Simply put, there is a fast fashion problem in the world today. We are glad to see change happening to prevent and end this problem, as consumers become more aware of what they are purchasing, how it has been made and the ongoing effect those purchases have on our environment.

To support a positive movement, consumers need to focus primarily on the choices they make, push for transparency and put their support behind ethical brands that are driving this change.

Our founder Steph, started Rooh Collective not only to give back to a group of artisans in India that are close to her heart, but to adopt a conscious business model. Whilst this may seem ’trendy’ currently in the fashion industry, we believe if you are genuine and take regular steps to adapt, a conscious business should be the norm. Greenwashing will never play a part in our company and we will always choose to put our people first, and so despite this being hard work, we know the fashion industry as a whole can do better.
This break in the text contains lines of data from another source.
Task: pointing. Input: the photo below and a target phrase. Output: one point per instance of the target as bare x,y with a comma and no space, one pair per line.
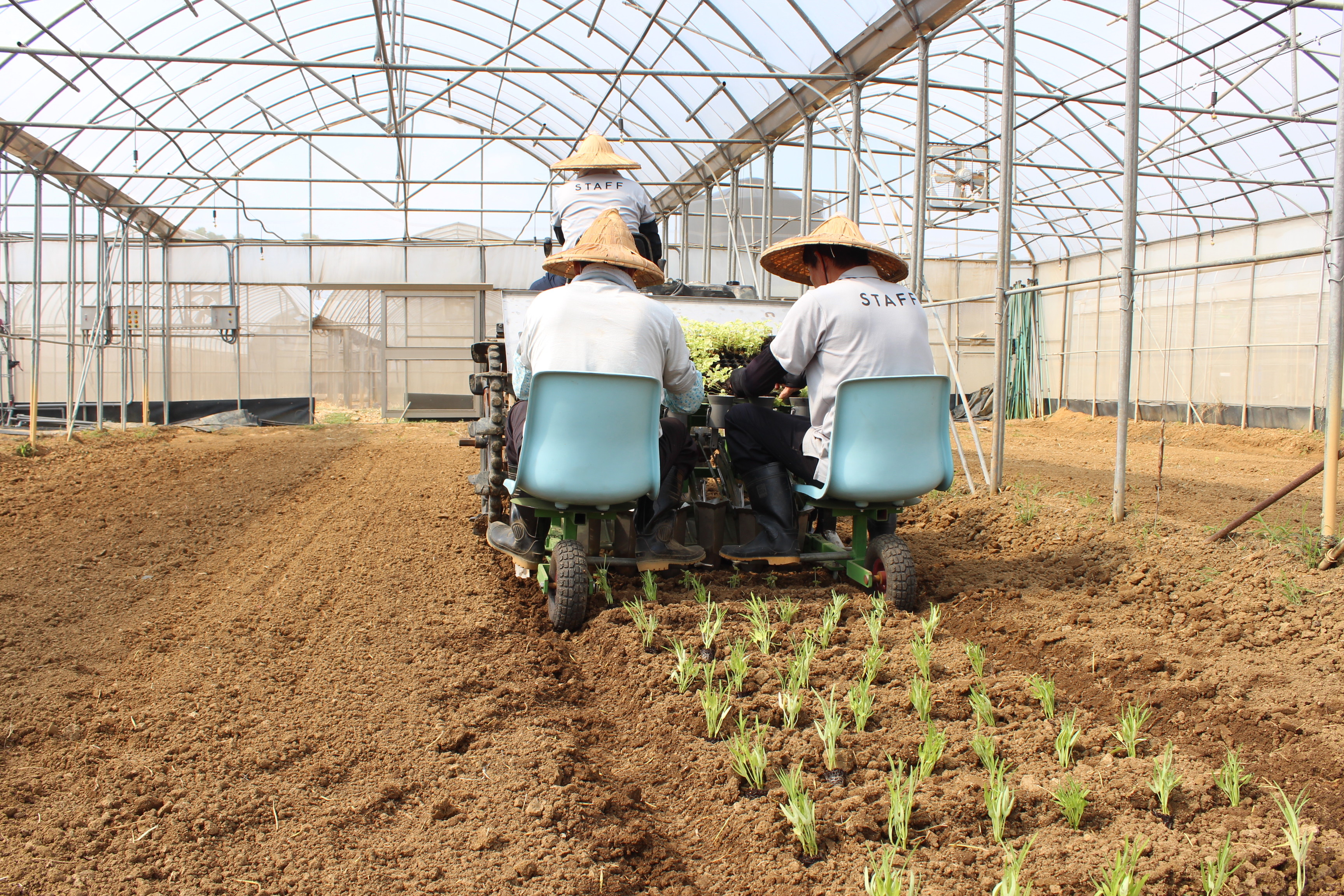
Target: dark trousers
675,446
760,436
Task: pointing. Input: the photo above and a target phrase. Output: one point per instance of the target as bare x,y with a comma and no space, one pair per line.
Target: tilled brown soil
280,662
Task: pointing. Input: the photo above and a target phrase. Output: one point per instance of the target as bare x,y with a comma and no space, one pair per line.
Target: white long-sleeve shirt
859,326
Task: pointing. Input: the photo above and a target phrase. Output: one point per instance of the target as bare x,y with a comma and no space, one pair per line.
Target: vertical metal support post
1128,248
37,310
921,199
1335,339
1007,121
855,142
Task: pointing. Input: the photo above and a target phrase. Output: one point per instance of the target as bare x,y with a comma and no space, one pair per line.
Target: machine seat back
590,438
889,441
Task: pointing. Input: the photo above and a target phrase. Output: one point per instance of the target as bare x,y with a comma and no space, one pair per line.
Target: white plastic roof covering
212,135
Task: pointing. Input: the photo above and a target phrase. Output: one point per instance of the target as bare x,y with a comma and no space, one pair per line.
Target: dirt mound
280,662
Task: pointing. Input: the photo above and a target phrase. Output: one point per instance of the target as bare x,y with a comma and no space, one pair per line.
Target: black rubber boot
518,536
777,523
655,549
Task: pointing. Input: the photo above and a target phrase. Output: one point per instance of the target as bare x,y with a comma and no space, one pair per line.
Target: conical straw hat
786,258
595,152
608,242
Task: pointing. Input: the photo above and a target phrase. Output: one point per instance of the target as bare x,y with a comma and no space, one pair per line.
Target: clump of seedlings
982,709
749,760
787,609
922,653
1299,840
921,698
999,800
1214,875
686,669
861,704
1232,777
978,659
644,623
799,810
1132,721
1068,738
1123,878
901,797
1043,690
931,750
1073,801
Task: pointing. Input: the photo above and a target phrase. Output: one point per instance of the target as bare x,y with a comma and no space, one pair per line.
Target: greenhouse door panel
428,355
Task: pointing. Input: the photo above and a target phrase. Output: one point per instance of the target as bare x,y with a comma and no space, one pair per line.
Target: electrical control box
224,317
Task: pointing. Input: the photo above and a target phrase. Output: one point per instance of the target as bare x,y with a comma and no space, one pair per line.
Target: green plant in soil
644,623
1073,801
931,750
830,727
686,668
1297,839
787,609
901,800
799,810
1068,739
1164,780
1214,875
1232,777
921,698
1013,884
999,800
861,704
1123,878
982,709
1132,721
737,665
748,754
1043,690
922,653
978,659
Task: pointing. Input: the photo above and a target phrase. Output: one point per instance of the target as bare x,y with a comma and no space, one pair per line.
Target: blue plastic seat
590,438
889,441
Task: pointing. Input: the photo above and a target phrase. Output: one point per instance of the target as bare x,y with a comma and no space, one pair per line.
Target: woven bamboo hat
786,258
595,152
608,242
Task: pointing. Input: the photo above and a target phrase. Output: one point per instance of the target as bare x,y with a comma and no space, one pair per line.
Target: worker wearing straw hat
857,323
600,323
598,186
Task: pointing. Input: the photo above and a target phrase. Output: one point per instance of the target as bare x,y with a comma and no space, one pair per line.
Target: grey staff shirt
859,326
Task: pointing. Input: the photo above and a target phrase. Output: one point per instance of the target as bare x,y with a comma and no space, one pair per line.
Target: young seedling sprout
999,800
1214,875
861,704
644,623
1299,839
1120,879
931,750
1132,721
1164,780
921,651
901,797
1069,735
1043,690
978,659
799,810
921,698
983,710
1232,777
1073,801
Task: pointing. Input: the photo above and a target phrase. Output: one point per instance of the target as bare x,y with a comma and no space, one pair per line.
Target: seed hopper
593,453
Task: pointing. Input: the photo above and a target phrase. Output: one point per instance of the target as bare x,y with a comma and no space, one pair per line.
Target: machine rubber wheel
566,605
893,571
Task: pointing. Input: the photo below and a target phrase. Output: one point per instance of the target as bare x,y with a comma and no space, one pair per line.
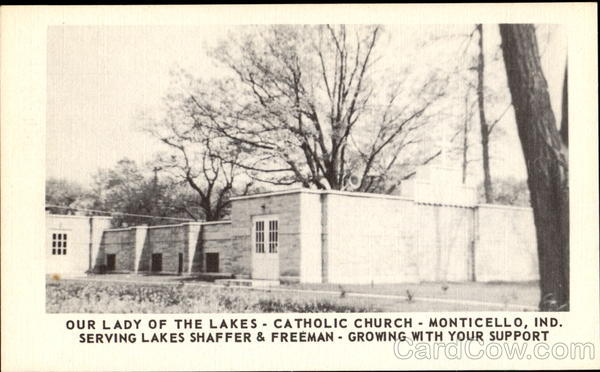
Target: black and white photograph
299,187
307,168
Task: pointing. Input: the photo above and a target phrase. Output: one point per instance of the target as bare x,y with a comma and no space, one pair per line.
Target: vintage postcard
300,187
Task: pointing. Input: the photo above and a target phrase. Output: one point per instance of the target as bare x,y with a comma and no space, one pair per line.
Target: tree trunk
546,159
465,148
485,133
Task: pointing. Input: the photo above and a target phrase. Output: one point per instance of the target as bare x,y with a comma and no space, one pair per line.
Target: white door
265,247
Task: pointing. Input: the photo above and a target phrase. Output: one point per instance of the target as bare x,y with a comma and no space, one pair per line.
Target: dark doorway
212,262
156,262
111,262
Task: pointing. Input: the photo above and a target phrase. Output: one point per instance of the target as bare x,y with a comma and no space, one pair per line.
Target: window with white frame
273,236
260,237
266,235
59,244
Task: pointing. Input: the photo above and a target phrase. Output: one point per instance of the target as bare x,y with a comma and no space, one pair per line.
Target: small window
273,236
59,241
260,237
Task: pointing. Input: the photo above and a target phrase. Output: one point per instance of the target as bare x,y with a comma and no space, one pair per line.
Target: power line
119,213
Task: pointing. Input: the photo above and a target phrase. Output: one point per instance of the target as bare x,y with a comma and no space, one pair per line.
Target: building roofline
75,216
321,192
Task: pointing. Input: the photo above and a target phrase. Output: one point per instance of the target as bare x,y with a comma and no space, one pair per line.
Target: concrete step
247,282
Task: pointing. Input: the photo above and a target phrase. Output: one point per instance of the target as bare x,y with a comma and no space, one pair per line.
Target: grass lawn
159,294
521,293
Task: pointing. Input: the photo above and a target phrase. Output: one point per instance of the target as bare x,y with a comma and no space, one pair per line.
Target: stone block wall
135,246
506,248
121,243
216,238
368,239
287,208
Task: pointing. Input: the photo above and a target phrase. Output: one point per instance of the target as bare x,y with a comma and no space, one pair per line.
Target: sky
100,78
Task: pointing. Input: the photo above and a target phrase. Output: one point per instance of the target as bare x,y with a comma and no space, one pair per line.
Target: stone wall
135,246
121,243
368,239
82,243
506,248
216,238
444,244
287,208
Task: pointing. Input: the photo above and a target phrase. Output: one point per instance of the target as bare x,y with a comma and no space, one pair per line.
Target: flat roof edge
76,216
321,192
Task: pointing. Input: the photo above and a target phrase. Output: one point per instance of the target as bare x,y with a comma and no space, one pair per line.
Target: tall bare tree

Tarryn Walker wears our Esha II in white

“My journey of embracing slow fashion has been an educational one. As I look back now, I used to purchase far more than I would wear and undoubtedly most of my clothes have gone to waste or have been given away. Since adopting sustainable ways in my personal life, I have learned how to thoughtfully purchase pieces that will last and not to mention the money I saved” Steph says

We hope at Rooh we can drive this conscious initiative from just a movement to a way of life and hopefully inspire our consumers to do the same.


'Rooh' means spirit or soul in Hindi. Our designs have been inspired by nature and Steph’s love for art and travel. Her initial designs were drawn with practicality in mind, comfort but mostly garments to reflect one's spirit and individuality - our very own ‘Rooh' collective.

Steph’s own journey from fast to slow, conscious fashion has inspired her commitment to creating sustainable, ethical and impactful clothing. She created Rooh to find a balance between sustainability, creativity and affordability in order to produce something that will last our consumers a long time.

Not to mention, I love fashion - Steph says

@anniesbucketlist wears our limited edition Esha III in marigold


We aspire to operate as cleanly as possible. Meaning, at each point in our production process, we consciously work on reducing our impact on the planet by using natural fibres in our clothing and reducing our use of natural resources in order to have a minimal impact on our carbon footprint. Our fabrics are made using minimal water, minimal energy and zero pesticides.

We are passionate about creating a fair and safe working environment, promoting and displaying gender equality and showcasing the traditional skills of incredibly talented artisans.

With this emphasis of creating a slow and sustainable growth model, we hope to set a precedent of our industry and educate our consumers to make conscious choices. We encourage a call out culture, push for brands to be transparent and promote our business model for others to implement their own solutions to the environment crisis.

@fakander wears our Hana in white


We are dedicated to giving back to our communities by creating employment for our artisan family, who create our handmade pieces from start to finish - from cutting to dying, stitching, block printing and embroidery.

“With the start of Rooh, I have been able to put people first. Not only being able to put an emphasis on the fair and ethical supply chain by sourcing fabrics and working with partners from areas I know that operate in modest conditions.” Steph says.

"My first visit to our studio in India, run and owned by women, I saw them stitch together excess fabrics for the inner lining of a Lehenga (traditional Indian ankle length skirt) in order to reduce wastage. Our mutual ethics have enabled us to establish a strong relationship and truly value and practise sustainability at our core."


I am a mother of one. The artisans at the studio have been my family for almost a decades and what I like most about my work is the mutual aid between us. The Esha dress has helped me improve my embroidery skills on small hand machines.


My family has been in the local textile community for over three generations. Having a stable income provides us with the financial security we need to move forward and I find comfort going to the studio.